|WARNING| [v8,1/1] net/mana: add device reset support

dpdklab at iol.unh.edu dpdklab at iol.unh.edu
Wed Jun 10 20:26:05 CEST 2026


Test-Label: ai-code-review
Test-Status: WARNING
https://dpdk.org/patch/165257

_AI Code Review_

=== Patch Review: series.patch (via Claude) ===
Review date: 2026-06-10

# DPDK Patch Review: net/mana Device Reset Support

## Summary
This patch adds automatic recovery from hardware service reset events to the MANA PMD. The implementation includes a two-phase reset flow (enter/teardown/exit), per-queue atomic burst state management, process-shared synchronization primitives, multi-process IPC for secondary doorbell remapping, and ethdev recovery event emission.

---

## Correctness Issues

### Errors

1. **Use-after-free risk in `mana_reset_exit_delay` when `mana_pci_probe` fails**

   **drivers/net/mana/mana.c:1651-1652**
   ```c
   ret = mana_pci_probe(NULL, pci_dev);
   if (ret) {
       DRV_LOG(ERR, "Failed to probe mana pci dev ret %d", ret);
       rte_atomic_store_explicit(&priv->dev_state, MANA_DEV_RESET_FAILED,
               rte_memory_order_release);
       goto out;
   }
   ```
   If `mana_pci_probe` fails partway through (after allocating some resources but before completing), subsequent accesses to `priv` or `dev->data->rx_queues[i]` in the MR initialization loop may be invalid. The probe failure path in `mana_probe_port` does not free `priv` on reset (`if (!is_reset)`), so `priv` remains valid, but queue structures may be partially initialized or freed by the failed probe.

   **Suggested fix:** After `mana_pci_probe` fails, verify that queues are in a safe state before attempting to free MR btrees.
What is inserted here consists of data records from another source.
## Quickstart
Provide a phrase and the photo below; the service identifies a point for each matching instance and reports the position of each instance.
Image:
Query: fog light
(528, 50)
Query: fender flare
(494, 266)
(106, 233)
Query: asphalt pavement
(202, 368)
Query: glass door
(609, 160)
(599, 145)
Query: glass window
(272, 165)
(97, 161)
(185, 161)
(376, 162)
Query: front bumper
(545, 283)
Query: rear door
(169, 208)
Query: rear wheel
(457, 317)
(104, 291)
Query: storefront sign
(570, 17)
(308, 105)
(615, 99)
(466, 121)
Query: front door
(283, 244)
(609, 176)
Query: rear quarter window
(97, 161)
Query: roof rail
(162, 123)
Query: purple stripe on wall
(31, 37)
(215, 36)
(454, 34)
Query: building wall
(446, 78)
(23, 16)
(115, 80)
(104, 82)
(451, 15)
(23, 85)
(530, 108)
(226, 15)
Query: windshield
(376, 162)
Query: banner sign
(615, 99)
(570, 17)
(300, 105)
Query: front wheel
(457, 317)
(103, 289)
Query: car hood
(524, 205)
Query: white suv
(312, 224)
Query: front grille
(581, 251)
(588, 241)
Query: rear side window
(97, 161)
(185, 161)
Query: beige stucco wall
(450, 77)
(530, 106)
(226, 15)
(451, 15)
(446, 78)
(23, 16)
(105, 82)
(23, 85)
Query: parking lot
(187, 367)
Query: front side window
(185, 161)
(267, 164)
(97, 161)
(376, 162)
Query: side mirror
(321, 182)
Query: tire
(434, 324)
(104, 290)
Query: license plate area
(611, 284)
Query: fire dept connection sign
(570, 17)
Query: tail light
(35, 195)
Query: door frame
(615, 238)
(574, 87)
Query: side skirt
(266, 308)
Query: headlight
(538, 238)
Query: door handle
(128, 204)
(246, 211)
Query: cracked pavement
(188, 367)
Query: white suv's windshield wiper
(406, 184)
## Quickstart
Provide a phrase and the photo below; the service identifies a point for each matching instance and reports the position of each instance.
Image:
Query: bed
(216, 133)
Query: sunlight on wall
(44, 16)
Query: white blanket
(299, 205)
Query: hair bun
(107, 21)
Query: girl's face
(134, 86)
Consider setting `priv->num_queues = 0` in the probe failure path when `is_reset == true`, or add a validation check here.

2. **Resource leak: `priv->intr_handle` not freed if `rte_dev_event_callback_register` fails**

   **drivers/net/mana/mana.c:1964-1970**
   ```c
   ret = rte_dev_event_callback_register(eth_dev->device->name,
                         mana_pci_remove_event_cb, priv);
   if (ret)
       DRV_LOG(WARNING, "Failed to register PCI remove event callback");

   eth_dev->intr_handle = priv->intr_handle;
   return 0;
   ```
   If `rte_dev_event_callback_register` fails, the function returns success but `priv->intr_handle` is not freed. On subsequent `mana_intr_uninstall` or `mana_reset_exit`, the callback unregister will fail with `-ENOENT` (callback was never registered), but the `intr_handle` itself is leaked.

   **Suggested fix:** Change the warning to an error and call `rte_intr_instance_free` + `goto free_intr` on failure, or document that this is acceptable (callback registration failure is non-fatal).

3. **Potential double-join of reset thread in rare race**

   **drivers/net/mana/mana.c:988-998** (`mana_join_reset_thread`)
   ```c
   if (rte_atomic_compare_exchange_strong_explicit(
           &priv->reset_thread_active, &expected, false,
           rte_memory_order_acq_rel,
           rte_memory_order_acquire)) {
       pthread_mutex_lock(&priv->reset_cond_mutex);
       rte_atomic_store_explicit(&priv->dev_state,
           MANA_DEV_ACTIVE, rte_memory_order_release);
       pthread_cond_signal(&priv->reset_cond);
       pthread_mutex_unlock(&priv->reset_cond_mutex);
       rte_thread_join(priv->reset_thread, NULL);
   }
   ```
   Between the CAS clearing `reset_thread_active` and the `rte_thread_join`, if another thread calls `mana_join_reset_thread` concurrently, the second thread will not enter the `if` block (CAS fails) but the reset thread may not have fully exited yet. This is safe only if no code path can call `mana_join_reset_thread` concurrently on the same `priv`. However, the patch does not document this requirement.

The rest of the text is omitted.